Selon Fatou Niang Ndiaye, vice-présidente du Groupement des armateurs et industriels de la pêche du Sénégal (Gaipes) «accorder une licence aux bateaux chinois, c’est entretenir le lit de la fraude».
Depuis quelques temps, les acteurs de la pêche dénoncent la volonté des autorités étatiques d’attribuer des licences de pêche à des navires chinois et turcs. De quoi s’agit-il exactement ?
Le 13 Avril 2020, la DPM (Direction des Pêches Maritimes) a convié le représentant du GAIPES à une consultation à distance au sein de la Commission consultative d’attribution des licences de pêche (CCALP) pour étudier les dossiers des demandes de licences pour 56 navires. Vu le nombre fort important de dossiers, nous avons demandé à la DPM de reporter cette consultation pour diverses raisons. D’abord, le GAIPES a dénoncé en 2019 des licences hors-la-loi. Il s’agissait de douze licences, attribuées par un ancien ministère des Pêches (Oumar Guèye, Ndlr) à des bateaux chinois, fictivement «sénégalisés». Une commission technique a été mise en place pour tirer cette affaire au clair et, jusqu’à ce jour, cette commission technique n’a pas donné ses conclusions. Nous avons même informé l’OFNAC afin que les instigateurs de ces licences hors-la-loi soient sanctionnés. Ensuite, les stocks de merlus et de pélagiques (yabooy et diaay), concernés par ces licences que le ministère veut octroyer sont surexploités, d’après les rapports des différentes scientifiques (CRODT, FAO, etc.). Enfin, en ces temps de pandémie où la pêche est durement impactée, les acteurs des pêches artisanale et industrielle ont besoin de tout le soutien de leur ministère.

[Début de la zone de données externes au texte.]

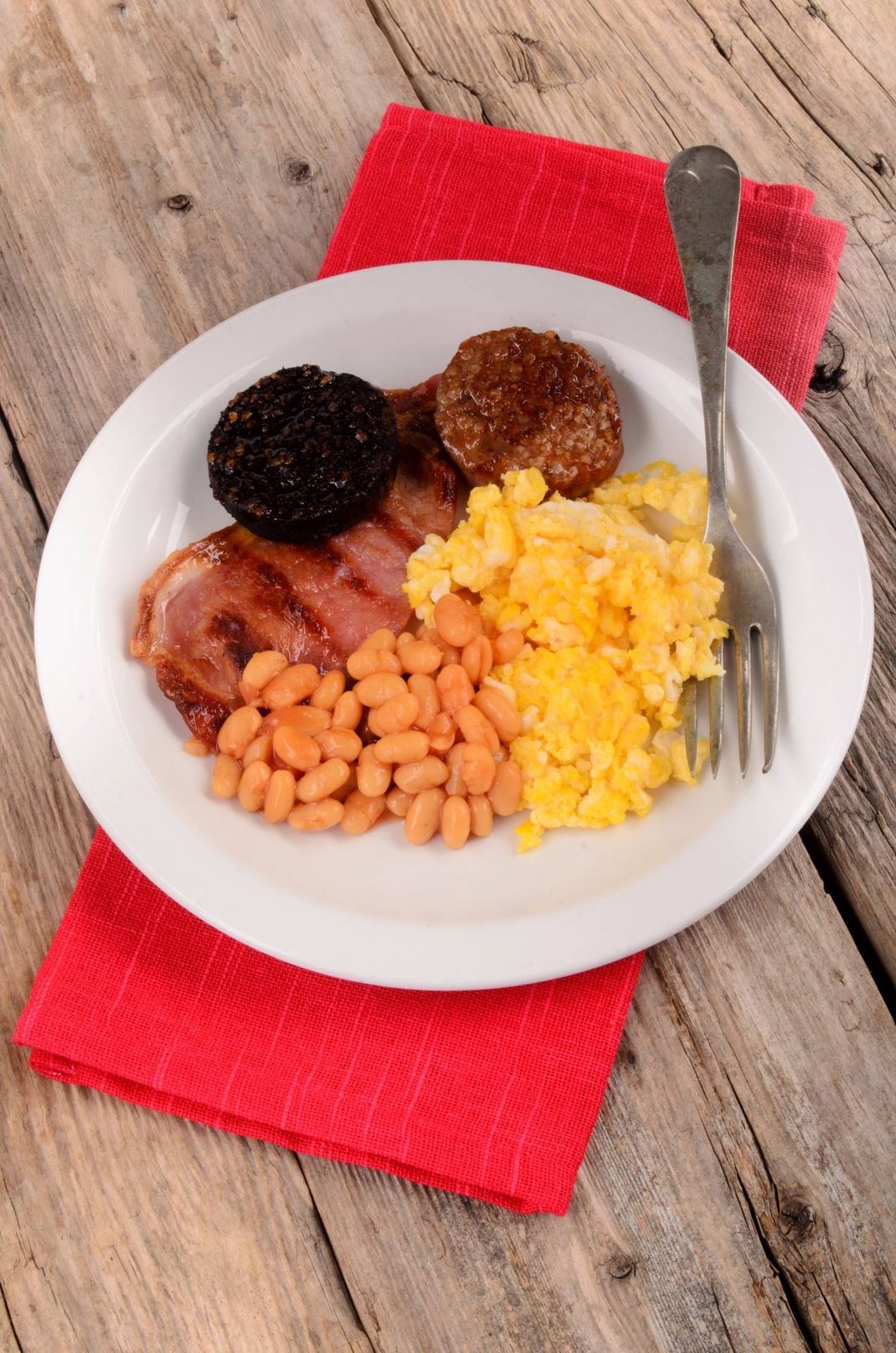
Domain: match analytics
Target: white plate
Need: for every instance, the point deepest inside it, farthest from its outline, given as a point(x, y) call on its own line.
point(373, 908)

Les marchés d’Europe, des USA et d’Asie sont des destinations importantes pour nos exportations ; nos chiffres d’affaires ont baissé de près de 60% au cours du mois d’Avril 2020. Nous avons d’autres priorités pour garder un minimum d’activités que d’étudier de nouvelles promesses de licences à des bateaux fraudeurs
En quoi ces navires constituent-ils une menace sur les ressources halieutiques au Sénégal?
Ces navires demandeurs de licences sont faussement sénégalisés, car les Chinois et les Turcs qui sont les uniques propriétaires des bateaux, utilisent des prêtenoms qui détiendront fictivement la majorité du capital de la société qui demande les licences. En réalité, ces Sénégalais prête-noms ne vont absolument rien gérer, et les Chinois ou les Turcs vont écumer nos mers, et s’en aller vers d’autres horizons dès qu’une meilleure occasion se présentera à eux. En plus, ces bateaux ont des passés de pêche INN (Non déclarée non réglementée) et ont été souvent arraisonnés dans divers pays africains avant d’être chassés. Et pour finir, accorder une licence à ces bateaux, c’est entretenir le lit de la fraude car, ils ont pour habitude de faire passer par leur bateau avec une licence sénégalaise toutes les exportations de leurs autres bateaux n’ayant pas de licences pour bénéficier de l’origine Sénégal. Ce qui va leur donner des avantages dans l’espace de la CEDEAO (exonérations de droits de douanes, etc.). Et ces produits frauduleux vont directement concurrencer notre pêche artisanale qui vend ses captures à des usines sénégalaises qui les transforment avant de les exporter dans l’espace communautaire.
Dans ce contexte où l’on assiste de plus en plus à la raréfaction des ressources halieutiques au Sénégal, quel devrait être le rôle de l’Etat pour une gestion transparente et durable de ces ressources?
Dans un contexte global où les Etats veillent jalousement sur leurs ressources halieutiques, le rôle de notre Etat devrait s’articuler autour d’un certain nombre de points, notamment renforcer les moyens de la recherche pour faire des évaluations régulières des stocks de toutes les pêcheries afin d’adapter les politiques des pêches nécessaires (plans d’aménagement, arrêts biologiques, aires marines protégées, gels des licences, etc.). Ensuite, avoir une gestion transparente de notre pavillon et des licences de pêche en publiant le listing des bateaux sénégalais et de toutes les licences en cours avec les options de pêche. Enfin, veiller à ce que le secteur de la pêche reste entre les mains des citoyens sénégalais afin que la part des générations futures soit bien préservée dans cette mer qui nous est prêtée.